2.Getting rejected from scholarships
In high school, I remember getting to the final round of the TD scholarship, and then not getting it. That whole experience really made me question why I wanted the things I wanted. At the end of the day, there were lots of other scholarships available, and so things ended up being okay for me financially and I got the help I needed to pay for school. However, I also think that a big part of what I wanted was validation – I wanted something that would open up doors. So when I didn’t get it, I thought that those doors would just be closed forever, that I had missed the opening and that it was a signal that I wasn’t going to be able to do anything great. It took me a while to realize that was a terrible way of looking at it. Realistically, the scholarship was just a sticker, and those same opportunities were always going to be available for me if I was able to work hard enough. Saying that not getting that scholarship mattered was just an excuse.
So in a lot of ways, having that experience before coming into university was an opportunity to check what I valued, and to realize that I wanted the scholarship for the wrong reasons. Even to this day, when I think of TD it still kind of sucks, but in retrospect, it was a huge driver for me in first and second year and made sure that I didn’t take things for granted. I worked harder because I didn’t feel comfortable. I still felt like I had something to prove to myself.
3. Not recognizing what really made me happy
The first two experiences were events, but the last thing I’ll share is less of a direct failure, and more of a failure to understand myself and recognize what I value. Especially over the past two years, I’ve gotten some professional and personal successes. However, I think that one thing I’ve failed to understand is what actually makes me happy.
It’s taken a while, but I’ve realized that succeeding and getting something I want never, ever makes me happy. Finishing the swim, something that I had been working towards for more than a year, left me feeling proud but empty. In the weeks following the swim, I felt like everything I was doing was pointless, and I didn’t know what to do with myself.
This was a big problem for me in HBA2, especially since I didn’t have any big goals to chase after. I realized that for my entire university career, and high school too, I had been running away from problems and insecurities by just working. Having time to reflect and listen to my thoughts showed me how much I needed to work on, especially when it came to being happy.

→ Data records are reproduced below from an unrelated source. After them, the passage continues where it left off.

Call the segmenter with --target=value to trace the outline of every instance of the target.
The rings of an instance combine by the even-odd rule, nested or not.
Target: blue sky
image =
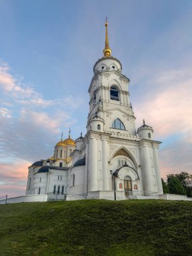
[[[86,133],[106,16],[137,126],[145,119],[163,142],[162,177],[191,172],[191,1],[0,3],[0,195],[24,193],[28,165],[53,155],[62,131]]]

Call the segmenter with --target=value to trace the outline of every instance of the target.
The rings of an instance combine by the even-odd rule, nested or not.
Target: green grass
[[[192,202],[1,205],[0,255],[192,255]]]

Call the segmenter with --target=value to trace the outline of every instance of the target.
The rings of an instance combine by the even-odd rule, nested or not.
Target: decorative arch
[[[115,154],[115,155],[113,156],[113,158],[115,158],[115,156],[127,156],[127,158],[130,158],[131,160],[132,160],[131,158],[131,156],[129,156],[129,154],[127,152],[126,152],[126,151],[125,151],[123,150],[123,148],[121,148],[121,150],[118,150]]]
[[[119,168],[119,169],[116,170],[114,172],[115,177],[119,177],[120,179],[124,179],[125,177],[129,176],[131,180],[133,180],[133,177],[131,179],[131,174],[127,174],[127,169],[130,168],[131,170],[132,175],[134,176],[135,180],[139,180],[139,177],[138,172],[134,168],[131,166],[129,166],[127,165],[125,165]]]
[[[137,168],[137,166],[139,166],[139,163],[138,163],[136,156],[135,156],[134,153],[133,153],[131,150],[129,150],[125,147],[119,148],[116,150],[115,150],[113,152],[112,152],[109,158],[110,162],[115,157],[115,154],[119,152],[120,150],[123,150],[123,151],[125,152],[129,156],[129,159],[132,160],[135,166]]]
[[[110,82],[108,84],[108,88],[110,88],[113,86],[117,86],[119,88],[119,90],[122,90],[121,84],[116,79],[114,79],[113,80],[110,81]]]
[[[120,130],[125,130],[125,127],[119,118],[117,118],[114,120],[114,121],[112,123],[111,125],[112,128],[114,129],[119,129]]]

Club positions, recruiting, marks – getting these things won’t make you happy. At least, it didn’t for me. Even larger goals, like biking across half of Canada and swimming across Lake Ontario – that didn’t make me happy. And if things don’t make you happy, what’s the point of doing them?
Even after four years of university, I feel like I have way more questions than answers. However, one thing that I do know is what makes me happy. It’s spending time with and caring for my friends and family. Nothing else even comes close. Nothing else gives me such a deep sense of fulfillment. Nothing else lasts as long.
I still live my life chasing after goals, and doing crazy stuff. I still stress about a lot of stupid stuff (fun fact – I’m a huge procrastinator, looking at my to-do list spikes my blood pressure), but I approach these things with a new lens now. I know that there will be ups and downs, that some things will work out and some won’t. But what I can rely on are the people around me, the people I love more than anything.
As long as they’re there, everything else can’t be that bad. And if they ever have to leave, I’ll make sure that I can keep myself company too.